O vocalista da banda de rock irlandesa U2, Bono, que atua em Lisboa a 16 e 17 de setembro, está convicto de que «a pessoa que melhor escreveu sobre o amor na era cristã foi Paulo de Tarso, que se tornou São Paulo».
«Era um gajo duro. Superintelectual mas intenso e, claro, teve a experiência [de conversão] na estrada de Damasco. Passa a viver como fabricante de tendas. Começa a pregar e escreve uma ode ao amor, que toda a gente conhece como a Carta aos Coríntios: “O amor é paciente, o amor é gentil… O amor suporta tudo, acredita em tudo”», afirma.
Em entrevista ao diretor e fundador da revista “Rolling Stone”, publicada este sábado na revista do jornal “Expresso”, o compositor de 58 anos interroga: «Como se escrevem estas coisas quando se está no fundo?».
«Olho para alguém como Paulo, que está na prisão e escreve aquelas cartas de amor, e penso: “Como é que isto acontece? É espantoso”. Não o cura de tudo, do que ele pensa das mulheres ou dos “gays” ou do que quer que seja, mas no seu contexto ele tem uma visão do amor espantosamente transcendente. E eu acredito que é na escuridão que aprendemos a ver – quando não há luz», assinala.

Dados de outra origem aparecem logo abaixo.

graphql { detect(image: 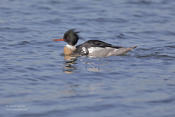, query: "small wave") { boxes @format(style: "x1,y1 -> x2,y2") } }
0,27 -> 31,33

Declarando-se «abençoado», sublinha que «a graça e algumas pessoas realmente inteligentes» ajudaram-no: «A minha fé é forte. Lia os salmos de David continuamente. São espantosos. Ele é o primeiro “bluesman”, gritando a Deus: “Por que é que isto me aconteceu?”. Mas também há honestidade nisso».
Sobre a sua intervenção em causas, Bono diz que hoje é «menos inseguro a assumir riscos políticos ou sociais»: «Quando me tornei ativista, as pessoas diziam: “A sério?”. Mas acabaram por aceitar».
«Depois comecei a interessar-me pelo comércio e pelos mecanismos que tiravam as pessoas da pobreza e as conduziam à prosperidade. E algumas pessoas disseram: “Não podes ir realmente por aí, pois não?”. E eu disse: “Mas quem é artista tem mesmo de ir por aí”», explica.
A entrevista termina com Bono a vincar o seu programa pessoal e artístico: «Quero ser lúdico. Quero ser experimental. Daqui em diante quero manter essa experiência de escrever canções que abandonei durante algum tempo. Quero ser útil. Isto é a nossa oração de família, como sabe».
E conclui: «Não é a oração mais grandiosa. Só diz que estamos disponíveis para trabalhar. É a oração dos U2. Queremos ser úteis mas queremos mudar o mundo. E ao mesmo tempo queremos divertir-nos. O que é que isso tem de mal?».
«Quando, no domingo e na segunda-feira à noite, dias 16 e 17 de setembro, os U2 subirem ao palco do antigo pavilhão da Utopia, em Lisboa, dificilmente alguma das pessoas ali presentes dirá que vai ver o concerto de uma banda cristã, que não o é, ou que quer ouvir mensagens cristãs, que as há», escreve Miguel Marujo.
Em texto publicado no blogue “Religionline”, o jornalista recorda palavras de Bono: «Eu só vou onde há vida, sabe? Onde sinto o Espírito Santo. Se é na parte de trás de uma catedral católica romana, na quietude e no incenso, que sugerem o mistério de Deus, da presença de Deus, ou nas luzes cintilantes de uma tenda revivalista, eu apenas vou onde encontro a vida. Não olho para a denominação».
É o seu «sentido de justiça que fez Bono decidir desfraldar uma bandeira da União Europeia no final dos concertos» e «a defender uma Europa que deve ser sentida, pelas suas “múltiplas afinidades” e “identidades estratificadas”», observa Miguel Marujo.
No início desta digressão pelo Velho Continente, Bono frisou: «A palavra patriotismo foi-nos roubada pelos nacionalistas e radicais que exigem a uniformidade. Mas os verdadeiros patriotas procuram a união acima da homogeneidade. Reafirmar isso é, para mim, o verdadeiro projeto europeu».